I am a kiwi geologist with 40 years of experience in exploration, appraisal and development of oil and gas. I have been involved in, and led, successful exploration programmes in New Zealand, Australia, Canada, Thailand, Malaysia and the Philippines, including Chief Geologist or Exploration Manager roles with Petrocorp, Santos, TAG Oil, Genesis Energy and Crown Minerals.

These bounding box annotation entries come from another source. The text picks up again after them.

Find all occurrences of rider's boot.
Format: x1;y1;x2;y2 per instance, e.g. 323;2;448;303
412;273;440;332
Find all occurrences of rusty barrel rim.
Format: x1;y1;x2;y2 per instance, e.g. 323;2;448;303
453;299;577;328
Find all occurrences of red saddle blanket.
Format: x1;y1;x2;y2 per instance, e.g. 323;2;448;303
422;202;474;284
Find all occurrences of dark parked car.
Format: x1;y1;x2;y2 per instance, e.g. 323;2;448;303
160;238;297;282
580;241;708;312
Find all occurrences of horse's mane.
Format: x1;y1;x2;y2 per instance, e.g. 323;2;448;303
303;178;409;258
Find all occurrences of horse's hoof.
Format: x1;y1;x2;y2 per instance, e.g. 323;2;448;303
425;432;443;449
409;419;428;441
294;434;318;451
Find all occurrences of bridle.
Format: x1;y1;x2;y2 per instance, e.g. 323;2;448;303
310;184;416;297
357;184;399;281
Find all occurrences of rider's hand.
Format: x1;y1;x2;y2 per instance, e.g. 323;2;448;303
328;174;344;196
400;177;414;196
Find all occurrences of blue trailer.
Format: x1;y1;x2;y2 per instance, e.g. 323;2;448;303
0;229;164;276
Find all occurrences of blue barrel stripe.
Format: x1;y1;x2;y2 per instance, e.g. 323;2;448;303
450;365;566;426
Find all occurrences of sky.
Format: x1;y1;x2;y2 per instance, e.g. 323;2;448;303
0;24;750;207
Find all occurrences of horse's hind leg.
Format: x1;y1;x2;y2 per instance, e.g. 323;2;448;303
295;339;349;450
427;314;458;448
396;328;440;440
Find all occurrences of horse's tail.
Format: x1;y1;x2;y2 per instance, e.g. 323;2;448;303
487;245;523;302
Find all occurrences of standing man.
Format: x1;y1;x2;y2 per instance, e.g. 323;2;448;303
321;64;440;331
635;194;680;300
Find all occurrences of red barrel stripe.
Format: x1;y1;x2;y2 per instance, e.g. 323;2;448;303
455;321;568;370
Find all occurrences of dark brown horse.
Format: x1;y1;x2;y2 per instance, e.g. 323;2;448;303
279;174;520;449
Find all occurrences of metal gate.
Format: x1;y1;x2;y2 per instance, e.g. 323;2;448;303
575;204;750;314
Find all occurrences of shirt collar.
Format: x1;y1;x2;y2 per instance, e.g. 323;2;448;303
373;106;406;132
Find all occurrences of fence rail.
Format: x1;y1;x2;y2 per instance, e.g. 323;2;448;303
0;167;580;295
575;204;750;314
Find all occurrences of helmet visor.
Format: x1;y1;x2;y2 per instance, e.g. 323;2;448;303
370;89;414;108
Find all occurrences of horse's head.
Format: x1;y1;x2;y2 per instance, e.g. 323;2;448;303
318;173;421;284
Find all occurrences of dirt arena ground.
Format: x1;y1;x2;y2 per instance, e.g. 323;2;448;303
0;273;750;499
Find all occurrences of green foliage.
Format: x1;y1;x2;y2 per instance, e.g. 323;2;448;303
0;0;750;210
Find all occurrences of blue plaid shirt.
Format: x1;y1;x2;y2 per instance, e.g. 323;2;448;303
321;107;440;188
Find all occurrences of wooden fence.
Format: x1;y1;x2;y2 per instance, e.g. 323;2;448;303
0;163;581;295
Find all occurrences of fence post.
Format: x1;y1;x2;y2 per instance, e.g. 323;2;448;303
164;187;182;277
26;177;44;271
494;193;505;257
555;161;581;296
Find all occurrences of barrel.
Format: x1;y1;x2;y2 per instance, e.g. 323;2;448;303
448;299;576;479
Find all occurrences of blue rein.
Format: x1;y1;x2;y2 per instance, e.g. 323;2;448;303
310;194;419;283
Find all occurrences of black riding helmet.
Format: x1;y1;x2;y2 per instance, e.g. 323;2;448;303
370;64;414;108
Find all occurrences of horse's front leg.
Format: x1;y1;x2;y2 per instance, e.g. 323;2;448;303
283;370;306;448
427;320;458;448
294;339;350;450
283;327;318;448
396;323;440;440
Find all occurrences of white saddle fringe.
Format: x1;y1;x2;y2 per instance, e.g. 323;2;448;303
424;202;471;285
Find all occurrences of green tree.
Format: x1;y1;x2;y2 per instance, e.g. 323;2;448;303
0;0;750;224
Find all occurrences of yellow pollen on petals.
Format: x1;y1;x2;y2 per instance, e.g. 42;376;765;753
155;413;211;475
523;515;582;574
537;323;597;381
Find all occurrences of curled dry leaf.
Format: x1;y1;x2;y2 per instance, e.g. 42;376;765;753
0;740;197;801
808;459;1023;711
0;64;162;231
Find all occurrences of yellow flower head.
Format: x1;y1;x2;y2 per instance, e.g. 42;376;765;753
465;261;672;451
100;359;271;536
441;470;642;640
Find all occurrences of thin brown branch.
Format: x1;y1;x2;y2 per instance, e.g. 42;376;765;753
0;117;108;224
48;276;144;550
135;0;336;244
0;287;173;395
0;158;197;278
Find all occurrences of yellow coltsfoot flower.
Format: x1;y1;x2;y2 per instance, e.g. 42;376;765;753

I am a strong advocate of a first-principles  approach to petroleum systems analysis, and believe to understand fluid migration and entrapment in the subsurface requires knowledge of the pressure regimes and controls.

Environmental

I, like most geoscientists I have met in resource industries, consider myself an environmentalist. We take a pragmatic view that our standard of living requires the use of natural resources, and it is our responsibility to discover and produce those resources with minimal negative impact – on the environment or society. Oil and gas have enabled the greatest advancements in human history – in reducing poverty, improving life expectancies and all the social benefits that followed – health, literacy, income, transportation etc etc.  As outlined in my review, the human race has unwittingly been conducting a huge geo-engineering project for the last 150 years by recycling carbon into the atmosphere. Unfortunately, because climate scientists have clung to an old paradigm, we are depriving future generations of cheap, clean energy and instead wasting trillions of dollars in an unnecessary and futile pursuit to rid the atmosphere of carbon dioxide

Every energy option has benefits and risks/costs and natural gas remains the most attractive fuel – plentiful, energy-rich, clean, least harmful and smallest footprint option – once you get past the misrepresentation of carbon dioxide as a pollutant. Natural gas is also a renewable resource – the thick coal measures that source oil and gas in Taranaki are currently within the generation window and gas is being actively generated.

This is not an anti-renewables statement; each energy source must be compared fairly against competitors. What puzzles me is the absence of scrutiny for other renewables – alarmists support massive wind farms offshore, where there is a risk they will be more damaging than offshore mining, interfere with whale communication and navigation, and kill birds, particularly large, slow seabirds such as the northern Albatross.

News

Kauri Oil & Gas has completed a review of current Climate Science since it is having such a profound effect on the oil & gas industry, the economy of NZ and the wellbeing of the current generation. The review is on our Presentations page and has very different conclusions – read it before you dismiss it as predictable oil & gas hype. The next step is to disseminate this information so New Zealanders can make informed choices.